Niemczyk, M.*, Karwański, M. and Grzybowska, U. 2017. Effect of Environmental Factors on Occurrence of Cockchafers (Melolontha spp.) in Forest Stands. Baltic Forestry 23(2): 334-341.

   Cockchafers (Melolontha melolontha and Melolontha hppocastani) are some of the most damaging forest insect pests in Europe. This study evaluated environmental factors that influence the occurrence of cockchafer grubs in forests, including location of the stand relative to open space, the stage of stand development, tree species composition, canopy openness, and cover of forest floor vegetation. To determine grub infestation in soil and to characterise forest stands, 300 sampling pits (1×0.5×0.5 m) were excavated in 12 stands in major centres of Melolontha spp. outbreak in Poland. A hurdle regression model was used to analyse the dependence of the occurrence of cockchafer grubs on environmental factors.
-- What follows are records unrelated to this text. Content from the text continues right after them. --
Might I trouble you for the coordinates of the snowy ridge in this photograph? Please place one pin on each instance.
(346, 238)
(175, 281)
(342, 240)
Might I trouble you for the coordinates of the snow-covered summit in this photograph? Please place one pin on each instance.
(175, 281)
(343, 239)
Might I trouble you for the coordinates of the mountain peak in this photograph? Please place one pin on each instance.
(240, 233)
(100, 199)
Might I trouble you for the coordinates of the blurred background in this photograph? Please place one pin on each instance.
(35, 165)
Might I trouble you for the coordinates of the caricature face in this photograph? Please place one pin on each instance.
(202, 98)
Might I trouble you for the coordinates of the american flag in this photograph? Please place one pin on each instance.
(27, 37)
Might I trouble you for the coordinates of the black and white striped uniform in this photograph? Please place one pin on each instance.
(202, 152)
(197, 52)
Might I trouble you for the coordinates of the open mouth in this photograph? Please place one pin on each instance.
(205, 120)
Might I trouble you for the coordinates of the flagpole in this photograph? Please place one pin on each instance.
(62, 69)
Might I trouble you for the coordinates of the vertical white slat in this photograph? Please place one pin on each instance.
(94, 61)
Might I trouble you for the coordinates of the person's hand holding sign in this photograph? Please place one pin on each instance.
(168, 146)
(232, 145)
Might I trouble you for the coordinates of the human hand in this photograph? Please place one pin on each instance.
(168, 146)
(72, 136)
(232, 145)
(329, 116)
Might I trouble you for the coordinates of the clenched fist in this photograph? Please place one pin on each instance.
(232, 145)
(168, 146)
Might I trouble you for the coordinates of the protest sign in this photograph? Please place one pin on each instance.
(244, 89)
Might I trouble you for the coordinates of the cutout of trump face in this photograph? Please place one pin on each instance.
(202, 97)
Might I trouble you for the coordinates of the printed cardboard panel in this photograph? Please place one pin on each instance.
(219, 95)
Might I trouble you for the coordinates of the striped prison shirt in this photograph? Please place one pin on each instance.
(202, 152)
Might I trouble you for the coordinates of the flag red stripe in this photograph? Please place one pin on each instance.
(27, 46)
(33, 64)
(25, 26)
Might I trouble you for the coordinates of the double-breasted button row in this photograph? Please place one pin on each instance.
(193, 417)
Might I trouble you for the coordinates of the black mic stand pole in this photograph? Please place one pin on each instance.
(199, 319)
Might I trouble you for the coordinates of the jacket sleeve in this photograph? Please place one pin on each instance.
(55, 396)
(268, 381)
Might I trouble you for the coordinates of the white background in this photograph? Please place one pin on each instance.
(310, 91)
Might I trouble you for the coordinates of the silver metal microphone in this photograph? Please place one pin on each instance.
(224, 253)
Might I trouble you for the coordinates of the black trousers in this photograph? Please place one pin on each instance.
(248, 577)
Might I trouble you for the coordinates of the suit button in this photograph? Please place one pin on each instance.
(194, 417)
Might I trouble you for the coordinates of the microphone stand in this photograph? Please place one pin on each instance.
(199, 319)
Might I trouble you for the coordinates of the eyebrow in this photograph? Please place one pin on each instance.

Our results show that the boundary between open space and forest is associated with a significantly higher probability of occurrence of cockchafer grubs. Stands adjacent to meadows are particularly susceptible to infestation. The high numbers of grubs predicted by the model were observed in most stages of stand development. Characteristics associated with increased numbers of cockchafer grubs included moderate canopy openness (21–35%) and the presence of dense vegetation cover (>75%). Stands containing beech, birch and oak had slightly more cockchafers than stands containing pine, for which the predicted number of grubs was significantly lower.

Keywords: Hurdle model, Melolontha melolontha, Melolontha hippocastani, Phytoclimate, Stand canopy openness, Stage of stand development.